Tirar uma “selfie” é fácil, o efeito é imediato. Ficamos no controle, porque podemos deletar a imagem que não queremos. Decidimos sobre as imagens de uma maneira que nunca antes pudemos, quando tínhamos que pagar a revelação de um filme.

Como muitas coisas que chamam a atenção e despertam comentários, quanto mais tentarmos falar contra as “selfies” mais elas se valorizam. As “selfies” são uma maneira inofensiva de identificar uma geração. Fica difícil discutir com um adolescente e dizer para não ficar postando “selfies” a todo minuto, quando o exemplo vem de celebridades e figuras públicas.

Tudo é uma questão de equilíbrio

As “selfies” enfatizam a aparência. As pessoas estão o tempo todo prestando atenção na aparência e continuamente fazem comparações desvantajosas ou vantajosas. É um comportamento normal, mas precisa ser equilibrado.

A beleza e os valores variam de cultura para cultura e a media é parte da estrutura que coloca modelos para os jovens. Os modelos de beleza irreal agem para que se tenha uma auto-estima negativa. Entretanto, com o advento do Facebook, Youtube e Instagram, as “selfies” estão substituindo as fotos das modelos esqueléticas por fotos de mulheres reais, o que é muito positivo. Já se pode ser um pouco menos perfeita ou apenas normal em uma imagem. Isso está trazendo mais autenticidade para as redes sociais.

O que não é normal é que o uso das “selfies” perca a noção de equilíbrio. Preste atenção em algumas questões que mostram se você ou seus filhos estão usando “selfies” com exagero:

  1. O tempo tirando “selfies” é mais do que o dedicado a outras atividades.
  2. Quando é muito difícil ficar um dia sem tirar uma “selfie”.
  3. Quando se passa muito tempo pensando sobre “selfie”s ou planejando como vai tirar “selfies”.
  4. Sentimento de urgência de tirar mais e mais “selfies”.
  5. Quando se tira e posta “selfies” para conseguir esquecer ou evitar fazer outras coisas.
  6. A tentativa de diminuir a quantidade que tira de “selfies” não teve sucesso
  7. Quando se coloca uma “selfie” nova e se fica muito desapontado(a) se ninguém comenta
  8. Quando as “selfies” estão tendo um impacto negativo nos meus relacionamentos, trabalho ou estudos
  9. Quando postar “selfies” faz a pessoa se sentir mais importante

Se essas situações ocorrem com você, é tempo de repensar o uso das “selfies”. O uso exagerado tanto das “selfies” como também das redes sociais pode significar que você está buscando uma gratificação fácil, em detrimento de metas mais importantes.
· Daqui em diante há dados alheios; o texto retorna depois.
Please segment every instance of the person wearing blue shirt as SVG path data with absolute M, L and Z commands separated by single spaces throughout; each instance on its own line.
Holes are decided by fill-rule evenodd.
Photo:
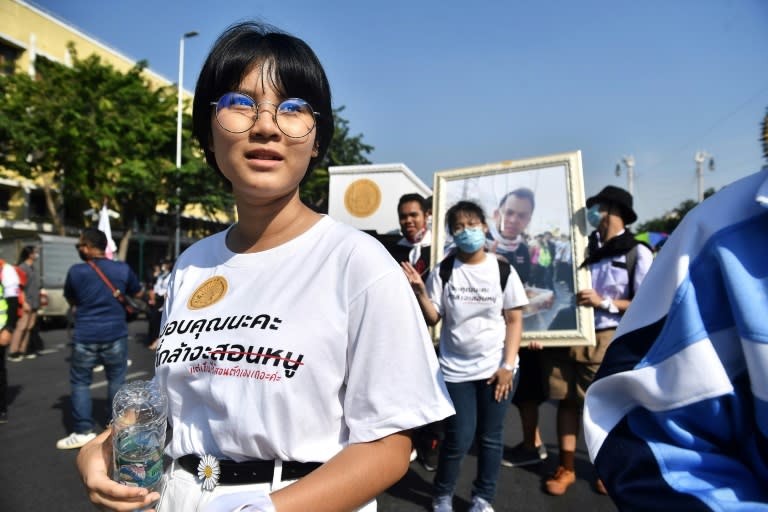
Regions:
M 111 417 L 112 398 L 125 383 L 128 369 L 126 310 L 112 287 L 126 295 L 141 294 L 141 285 L 133 270 L 126 263 L 105 257 L 107 237 L 104 233 L 85 229 L 75 245 L 85 263 L 72 265 L 64 282 L 64 297 L 75 311 L 69 369 L 74 432 L 56 443 L 56 448 L 61 450 L 80 448 L 96 437 L 90 386 L 93 369 L 99 364 L 104 365 L 108 381 L 107 417 Z

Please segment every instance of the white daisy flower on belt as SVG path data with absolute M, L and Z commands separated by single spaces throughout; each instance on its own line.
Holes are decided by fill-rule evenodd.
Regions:
M 203 455 L 197 465 L 197 478 L 203 481 L 203 489 L 212 491 L 219 483 L 219 461 L 213 455 Z

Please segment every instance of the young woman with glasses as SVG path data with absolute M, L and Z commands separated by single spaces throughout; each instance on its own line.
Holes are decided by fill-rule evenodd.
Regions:
M 492 512 L 504 448 L 504 416 L 517 381 L 522 308 L 528 298 L 514 268 L 485 251 L 488 225 L 480 206 L 459 201 L 448 209 L 446 225 L 456 252 L 432 270 L 426 285 L 410 263 L 401 264 L 427 323 L 435 325 L 442 319 L 440 367 L 456 408 L 456 414 L 443 422 L 445 441 L 432 508 L 453 511 L 461 463 L 476 438 L 477 477 L 470 512 Z M 446 264 L 451 265 L 450 272 Z
M 119 485 L 107 431 L 78 458 L 90 498 L 111 510 L 375 510 L 408 468 L 409 430 L 453 408 L 397 264 L 299 199 L 333 133 L 323 68 L 300 39 L 235 25 L 200 73 L 193 123 L 238 222 L 187 249 L 168 287 L 155 380 L 173 463 L 161 495 Z

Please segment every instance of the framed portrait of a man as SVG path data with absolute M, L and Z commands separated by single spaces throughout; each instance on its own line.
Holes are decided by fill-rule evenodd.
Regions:
M 523 343 L 594 345 L 593 310 L 575 295 L 591 287 L 589 270 L 579 268 L 587 247 L 581 152 L 438 171 L 434 180 L 432 261 L 453 250 L 448 208 L 477 203 L 486 250 L 515 269 L 528 295 Z

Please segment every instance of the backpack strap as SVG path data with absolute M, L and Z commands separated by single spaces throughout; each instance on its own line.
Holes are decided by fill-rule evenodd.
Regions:
M 443 288 L 445 288 L 445 285 L 451 278 L 454 261 L 456 261 L 456 254 L 451 254 L 440 262 L 440 280 L 443 282 Z M 510 268 L 509 263 L 504 263 L 499 258 L 496 258 L 496 262 L 499 264 L 499 281 L 501 282 L 501 291 L 503 293 L 507 288 L 507 281 L 509 280 L 509 274 L 512 269 Z
M 453 262 L 456 261 L 456 254 L 449 254 L 440 262 L 440 280 L 443 282 L 443 288 L 448 284 L 448 280 L 453 273 Z
M 509 274 L 512 269 L 509 267 L 509 263 L 504 263 L 499 258 L 496 258 L 496 262 L 499 264 L 499 280 L 501 281 L 501 293 L 504 293 L 504 290 L 506 290 L 507 288 L 507 281 L 509 280 Z

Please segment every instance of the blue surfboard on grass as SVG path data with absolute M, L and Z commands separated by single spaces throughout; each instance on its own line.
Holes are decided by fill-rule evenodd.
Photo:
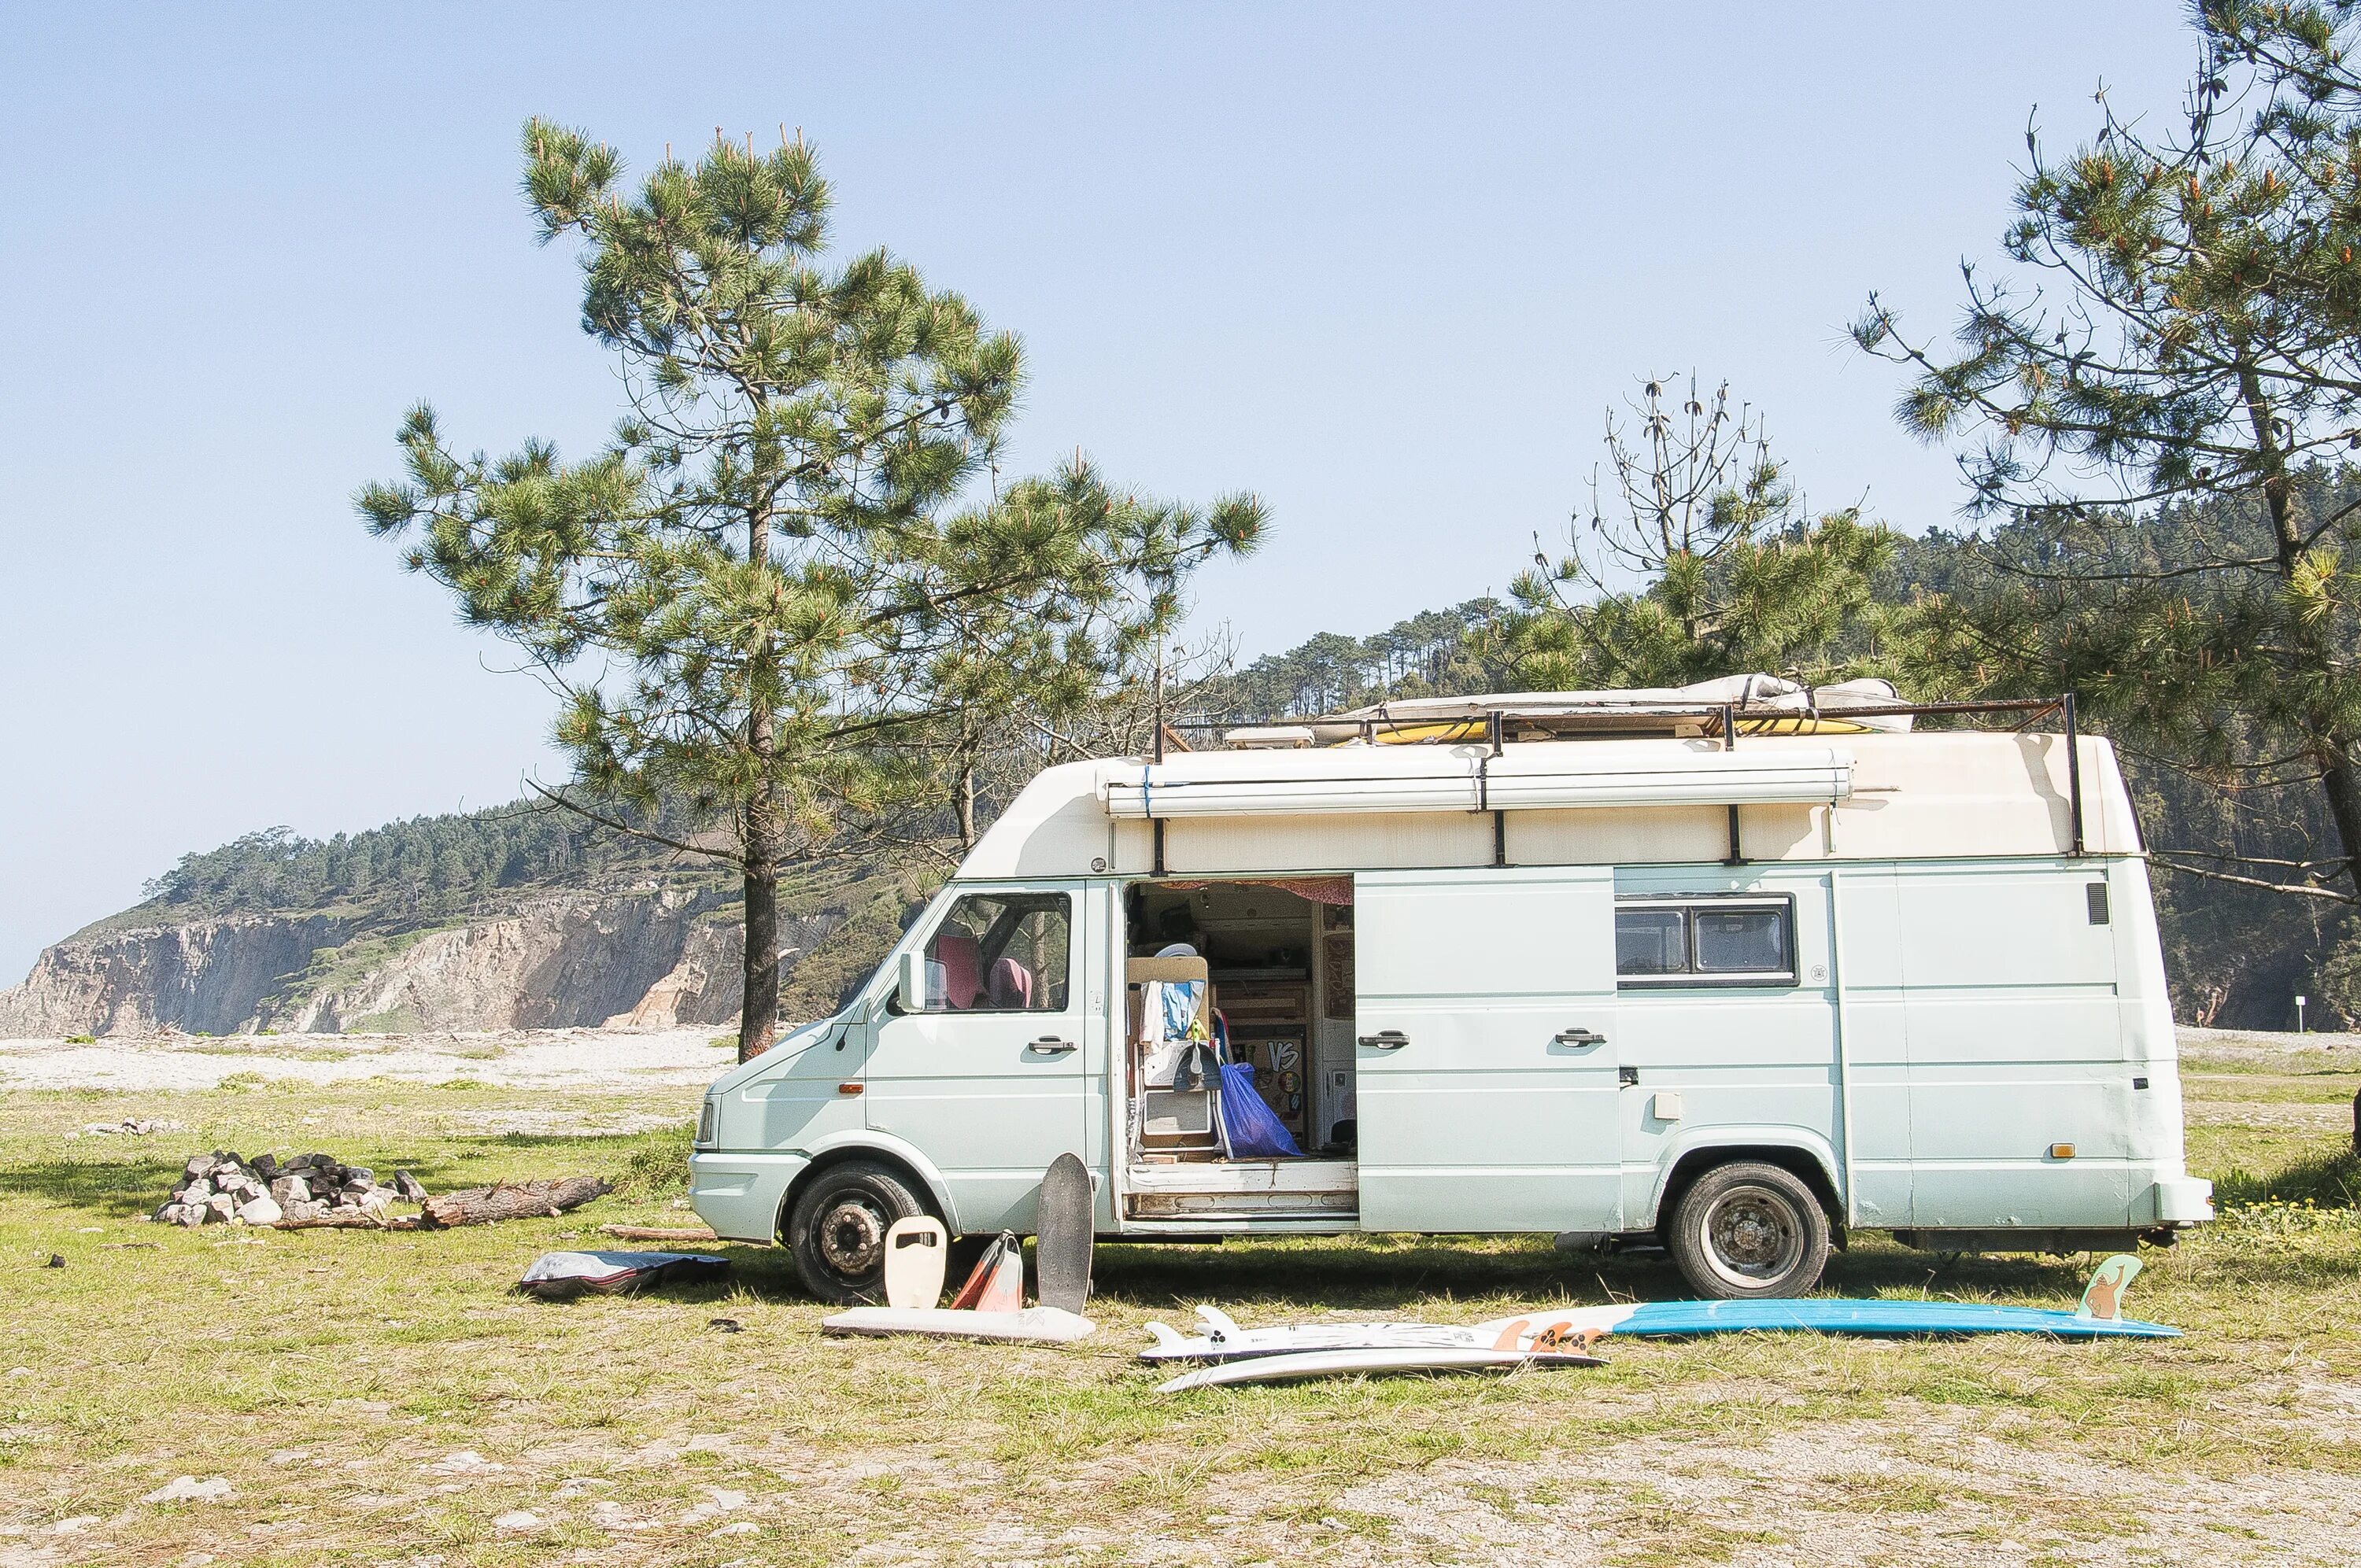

A Dra. Pamela Rutledge, diretora de Psicologia e Mídia do Centro de Investigação em Boston, em artigo publicado na Revista “Psychology Today”, sugere algumas dicas antídotos contra o abuso das “selfies”:

  1. Pratique exercícios todos os dias, para aumentar suas endorfinas e melhorar o humor. Você vai precisar menos do Facebook.
  2. Passe algum tempo com amigos fora das redes sociais. É muito bom ter amigos online e offline também, fazendo novos contatos, dedicando trabalho voluntário em algum local. O trabalho voluntário de ajuda aos outros vai fazer você se sentir bem também.
  3. Assista a vídeos engraçados sobre gatos ou outros cômicos e compartilhe, ao invés de colocar uma “selfie”. O riso muda a sua química cerebral e pessoas felizes atraem pessoas felizes. Emoções positivas são contagiosas.
  4. Tire “selfies” que mostram que você está bem, mais do que mostrar sua aparência.

Portanto, documentar uma experiência que você está vivendo através de uma foto não pode se tornar mais importante do que a própria experiência. Ainda mais quando a situação envolve um risco real.